London Wall Place, UK



Architect
Make Architects
Date Built
2017
Location
London Wall
Description
As Make Architects point out, "... London Wall Place is a significant City of London site. Within it lie the remains of St Alphage Church and a section of the original London Wall."  They add that they have, " .... unlocked these historic structures and replaced the site’s existing buildings – a 1950s podium and a vacant tower – with a swathe of high-quality office space. ... the primary purpose of the endeavour, 500,000 sq ft of office space distributed in two blocks, one of them due to be occupied by the global asset manager Schroders. These are rendered in a vigorous style, a bit art deco in its striations of white concrete and dark tiles, a bit brutalist in the exaggeration of its projections and recessions, ......



.... the whole levitating over the bridges and gardens like a hovering Rockefeller Centre."



In an article, published in the Guardian in July of 2018, Rowan Moore, reflects on the way the project has resurrected the adjacent Barbican's concept of streets in the sky by adding to and significantly enhancing the elevated pedestrian walkways.  "It was central to Make’s design that the stubs and relics of the elevated walkways should be celebrated and enhanced. It turned out, among other things, that those awkward residents – the Barbican itself being the most complete fulfilment of the pedway dream – quite liked the ability to get across busy roads without having to tangle with traffic.
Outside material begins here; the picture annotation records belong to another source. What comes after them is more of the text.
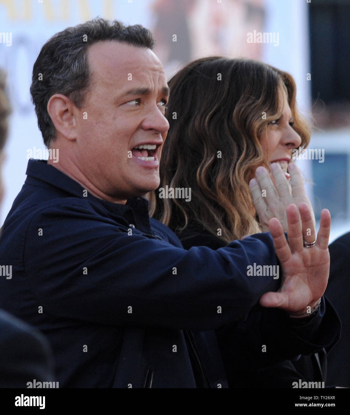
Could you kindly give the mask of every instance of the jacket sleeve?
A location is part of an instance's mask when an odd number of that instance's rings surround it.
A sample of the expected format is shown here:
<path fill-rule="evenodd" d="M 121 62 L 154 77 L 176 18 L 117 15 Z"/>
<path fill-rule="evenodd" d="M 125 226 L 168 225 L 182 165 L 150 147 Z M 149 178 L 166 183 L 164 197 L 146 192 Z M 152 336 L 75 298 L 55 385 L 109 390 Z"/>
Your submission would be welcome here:
<path fill-rule="evenodd" d="M 23 250 L 25 278 L 47 312 L 108 325 L 211 330 L 244 319 L 280 281 L 247 275 L 254 263 L 278 264 L 268 233 L 187 251 L 73 204 L 37 212 Z"/>
<path fill-rule="evenodd" d="M 340 338 L 340 322 L 332 305 L 322 297 L 317 314 L 295 321 L 282 310 L 257 305 L 245 322 L 216 330 L 225 367 L 244 355 L 246 369 L 257 370 L 325 348 L 329 352 Z"/>

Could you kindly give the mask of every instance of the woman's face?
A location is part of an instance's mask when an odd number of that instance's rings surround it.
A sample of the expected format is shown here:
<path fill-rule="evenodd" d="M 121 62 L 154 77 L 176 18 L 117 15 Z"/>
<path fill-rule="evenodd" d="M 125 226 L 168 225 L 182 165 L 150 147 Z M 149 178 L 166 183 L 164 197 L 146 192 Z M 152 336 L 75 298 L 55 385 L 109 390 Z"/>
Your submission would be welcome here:
<path fill-rule="evenodd" d="M 270 164 L 279 163 L 289 181 L 290 177 L 287 169 L 292 160 L 292 151 L 293 149 L 299 146 L 302 139 L 293 129 L 292 112 L 287 95 L 282 88 L 280 91 L 280 98 L 283 105 L 282 115 L 278 119 L 269 122 L 267 134 L 262 135 L 260 142 L 266 162 Z"/>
So the architects proposed more bridges, not fewer, to help reconnect the tattered network.  The new pedways are more playful and dramatic than the rational originals......







..... They curve and wind. They duck into the shade of overhanging buildings and emerge into light, .....



.... hover over water and jump across roads. ....



.... They are clad in rust-coloured pre-oxidised steel, part of a mildly fetishistic palette of materials that also includes ultra-white glass-reinforced concrete and black, ribbed expanses of faience tiling. They are wide enough to make room for benches in tropical hardwood and steel .....



– you are supposed to “dwell” there, says Sam Potter of Make, rather than just “pass through”.